Il y a un type qui m’observe à quelques mètres et qui me lance : « tout à la disqueuse ! » Que devais-je comprendre par-là ? Que ce costaud gugusse était déçu de ne pas me voir avec une massette et un ciseau ? Je sentis que j’étais piqué au vif, mais j’avais autre chose à faire que de prendre les 2 minutes 30 nécessaires pour retirer mon attirail après un passage à la soufflette (ndlr : petit appareil pour enlever la poussière) pour lui répondre : une disqueuse qu’on emploie presque sans arrêt en tangente, en oblique, voir en surplomb, pesant en moyenne 7 kilos avec le disque, réclamant par la vigilance que son usage impose la sollicitation constante des poignets, des avants bras, bras et épaules…. « une disqueuse ne fait pas tout » lui répondis-je, assuré que le fait de parler comme Donald duck ou l’animateur d’Ushuaïa, à travers mon masque, me rend peu compréhensible. (ndlr : avec trois mois de délai alors qu’il en faut six à huit, voir un an, pour réaliser cette sculpture grandeur nature, Serge Lombard ne pouvait que choisir cette solution, afin de gagner du temps, pour aborder ce calcaire urgonien qui est une pierre dure, ce qui ne l’a pas empêché d’employer tout autant la massette et le ciseau).
Et pourquoi aurais-je dû perdre du temps avec ce gus qui n’a rien à faire dans mon champ de vision : ça ne se voit pas que c’est un laboratoire (aléatoire, il faut en convenir…) ici. N’importe quel labo, digne de ce nom, lui aurait illico envoyé 1 cerbère, 2 molosses ou 3 vigiles pour le remettre à sa place. Donc, le mieux, ce fut que je retourne en plongée (c’est tellement vrai, puisque cette pierre s’est constituée au fond d’une mer… !) et que l’autre regrimpe dans la cabine de son bac à sable de 25 ou 30 tonnes ! (ndlr : je rappelle, à nouvau, que le bloc de pierre urgonien du Vercors pesait près de 4 tonnes et que la villarde, quasi terminée, pèse actuellement un peu plus de 3 tonnes).

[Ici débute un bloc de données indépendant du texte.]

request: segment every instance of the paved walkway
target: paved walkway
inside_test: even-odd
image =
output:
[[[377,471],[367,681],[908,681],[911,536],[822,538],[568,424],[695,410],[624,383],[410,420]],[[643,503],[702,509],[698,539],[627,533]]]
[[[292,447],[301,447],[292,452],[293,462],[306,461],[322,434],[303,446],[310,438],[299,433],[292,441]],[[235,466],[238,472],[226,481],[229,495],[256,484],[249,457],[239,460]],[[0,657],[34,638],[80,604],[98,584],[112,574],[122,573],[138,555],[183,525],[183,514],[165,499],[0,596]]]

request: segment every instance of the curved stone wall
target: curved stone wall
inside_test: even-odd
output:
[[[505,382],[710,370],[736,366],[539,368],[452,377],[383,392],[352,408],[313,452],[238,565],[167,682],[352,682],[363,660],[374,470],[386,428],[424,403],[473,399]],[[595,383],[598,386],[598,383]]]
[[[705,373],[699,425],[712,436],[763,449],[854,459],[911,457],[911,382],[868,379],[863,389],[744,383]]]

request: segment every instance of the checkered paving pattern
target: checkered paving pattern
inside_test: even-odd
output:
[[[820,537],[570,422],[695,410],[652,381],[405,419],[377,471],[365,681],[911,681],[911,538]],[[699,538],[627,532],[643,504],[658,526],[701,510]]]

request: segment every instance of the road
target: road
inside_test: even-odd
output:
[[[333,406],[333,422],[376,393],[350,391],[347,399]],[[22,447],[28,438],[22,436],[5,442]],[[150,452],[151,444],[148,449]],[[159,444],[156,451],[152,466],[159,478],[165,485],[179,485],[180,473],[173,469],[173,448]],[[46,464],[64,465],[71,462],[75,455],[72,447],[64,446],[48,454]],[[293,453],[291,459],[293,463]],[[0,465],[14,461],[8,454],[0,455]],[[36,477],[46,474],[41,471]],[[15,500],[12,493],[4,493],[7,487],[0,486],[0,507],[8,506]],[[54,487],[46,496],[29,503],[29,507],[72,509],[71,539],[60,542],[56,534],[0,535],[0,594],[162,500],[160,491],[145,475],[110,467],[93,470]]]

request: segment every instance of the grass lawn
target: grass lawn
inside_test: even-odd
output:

Et voilà, Sisymbre (tel est le prénom de la villarde) [3] a été placée lundi matin, 3 août, sur le petit sommet du rond-point de Bréduire, où aboutissent les routes des Gorges de la Bourne et du Méaudret.
A temps pour l’inauguration de la Foire du Bleu qui aura lieu le samedi 8 août.
Juste avant, à 9h30, aura lieu la réception de Sisymbre à ce même rond-point, où vous êtes tous invités ; les membres du Conseil Municipal de Villard-de-Lans ont déjà envoyé un « carton » aux élus vertacomicoriens et d’outre Vercors.

Serge Lombard s’est attelé à la vachette qui rejoindra sa mère un peu plus tard. Vous serez tenus au courant.

A voir aussi : le film de VercorsTV.

Henrianne van Zurpele © texte et photos - pour www.initiatives-vercors.fr - 1er août 2015.


[3Sisymbre, c’est aussi le nom d’une plante à fleurs jaunes qui appartient à la famille des brassicacées. Il vient du grec « Sisymbrion » qui désignait une sorte de cresson. En latin : Sisymbrium, a des propriétés médicinales sur la voix et les poumons.